How does Corcoran disaggregate its revenue?
Corcoran Franchise · 2025 FDDAnswer from 2025 FDD Document
Revenue is recognized upon the transfer of control of promised services to customers in an amount that reflects the consideration the Company expects to receive in exchange for those services in accordance with the revenue accounting standard. The Company's revenue is disaggregated by major revenue categories on our Consolidated Statements of Operations and further disaggregated by business segment as follows:
Source: Item 23 — RECEIPTS (FDD pages 75–276)
What This Means (2025 FDD)
According to Corcoran's 2025 Franchise Disclosure Document, revenue is disaggregated by major revenue categories on the Consolidated Statements of Operations and further broken down by business segment. The company's business segments include Franchise Group, Owned Brokerage Group, and Title Group. For example, the net revenues from external customers for the Franchise Group were $668, the Owned Brokerage Group was $4,628, and the Title Group was $340, totaling $5,636.
Within the Franchise Group, revenue primarily consists of royalty and marketing fees from franchisees, with royalties based on a percentage of the franchisee's gross commission income. These royalties are recorded when the franchisee earns the revenue upon closing a homesale transaction. Initial franchise fees are recognized as revenue upon the execution or opening of a new franchisee office.

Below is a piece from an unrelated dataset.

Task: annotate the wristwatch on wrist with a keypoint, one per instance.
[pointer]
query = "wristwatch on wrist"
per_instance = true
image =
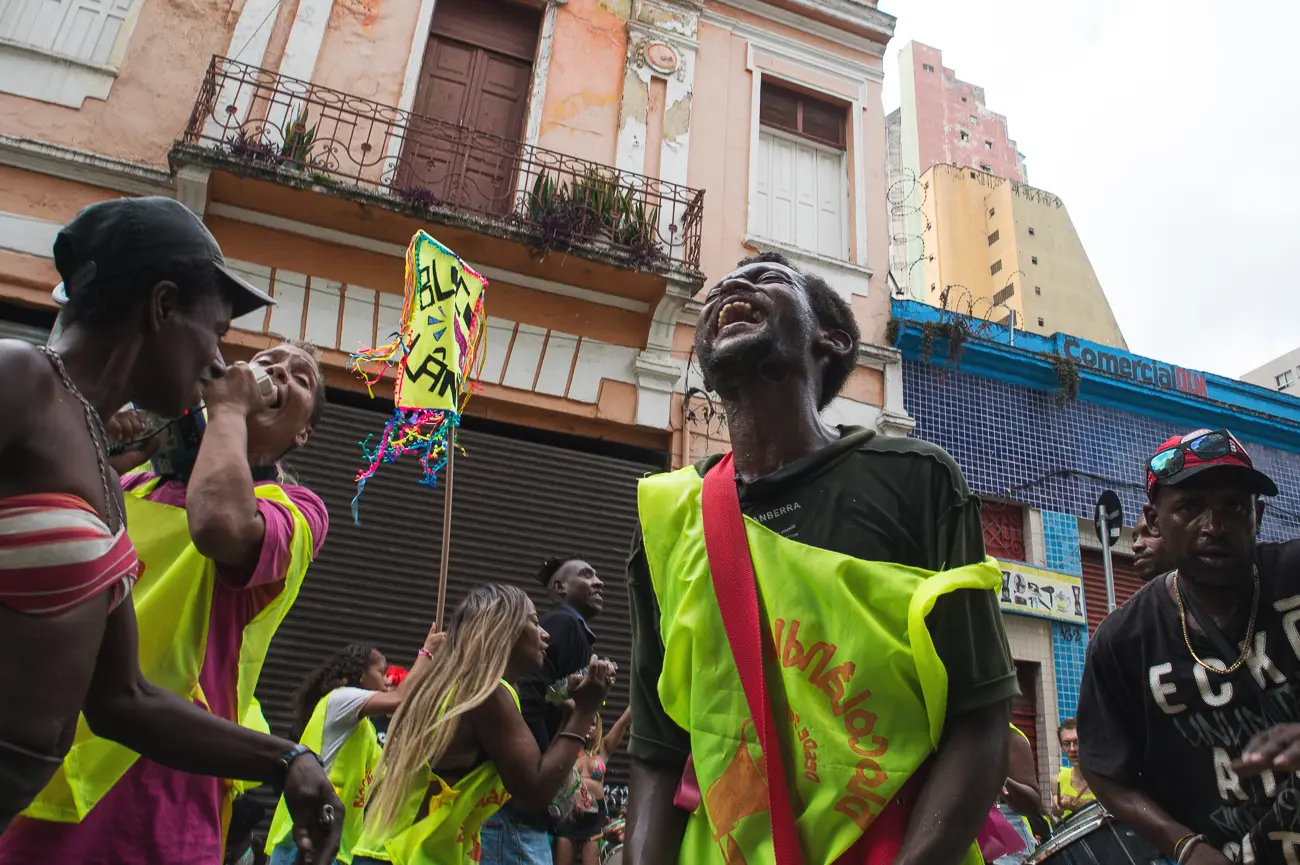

For international franchisees, Corcoran utilizes direct and master franchise models, collecting initial area development fees (ADF) and ongoing royalties. ADFs are recorded as deferred revenue and recognized over the 25-year franchise agreement. In the event of early termination, the unamortized deferred revenue is immediately recognized. The company also recognizes a deferred asset for commissions paid to franchise sales employees, amortized over 30 years for domestic agreements and the agreement term for international agreements.
Through Cartus, Corcoran offers relocation services with various revenue streams, including fees from real estate brokers and moving companies, recognized upon completion of services. Outsourcing management fees are deferred when billed and recognized over the average time to complete the transferee's move, typically 3 to 6 months.